Functional Interactions between BM88/Cend1, Ran-Binding Protein M and Dyrk1B Kinase Affect Cyclin D1 Levels and Cell Cycle Progression/Exit in Mouse Neuroblastoma Cells
Figure 8
Interaction of RanBPM with Dyrk1B or Cend1 affects negatively Neuro 2a cell differentiation.

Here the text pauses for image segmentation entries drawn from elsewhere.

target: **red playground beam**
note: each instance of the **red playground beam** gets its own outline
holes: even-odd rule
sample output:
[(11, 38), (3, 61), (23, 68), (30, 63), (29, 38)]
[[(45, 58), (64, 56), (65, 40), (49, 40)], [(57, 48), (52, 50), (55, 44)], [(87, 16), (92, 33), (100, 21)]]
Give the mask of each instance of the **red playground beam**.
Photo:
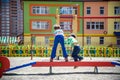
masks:
[(99, 61), (82, 61), (82, 62), (36, 62), (32, 67), (61, 67), (61, 66), (86, 66), (86, 67), (114, 67), (115, 65), (111, 62), (99, 62)]
[[(74, 18), (73, 15), (62, 15), (60, 18)], [(78, 16), (81, 19), (120, 19), (120, 16)]]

(a) Neuro 2a cells were transiently single- and double-transfected with: Dyrk1B, pCAG-Cend1-IRES-GFP, RanBPM, RanBPM and Dyrk1B, RanBPM and pCAG-Cend1-IRES-GFP expression plasmids, as indicated. Cells were allowed 16 h for protein expression and were then induced to differentiate by treatment with 20 μM RA/ 2% FCS for 48 h after which they were fixed and immunofluorescently labeled for Dyrk1B, Cend1, RanBPM and the neuronal differentiation marker βIII-tubulin (Tuj1 antibody). Note that Cend1 is co-expressed with GFP (v, vi) which serves for visualization of Cend1-positive cells (vi, xviii). Scale bar: 40 μm. (b) Quantification of the mean neurite length in single and double-transfected cells (as indicated) as well as in non-transfected cells in each group. Different groups were compared by one-way ANOVA followed by Student's t-test. ***Student’s t-test: p<0.001, **: p<0.01, *: p<0.05, n= 3. Error bars represent SEM. #: represents statistically significant differences between transfected and non-transfected cells in the same group, while *: represents statistically significant differences among different groups.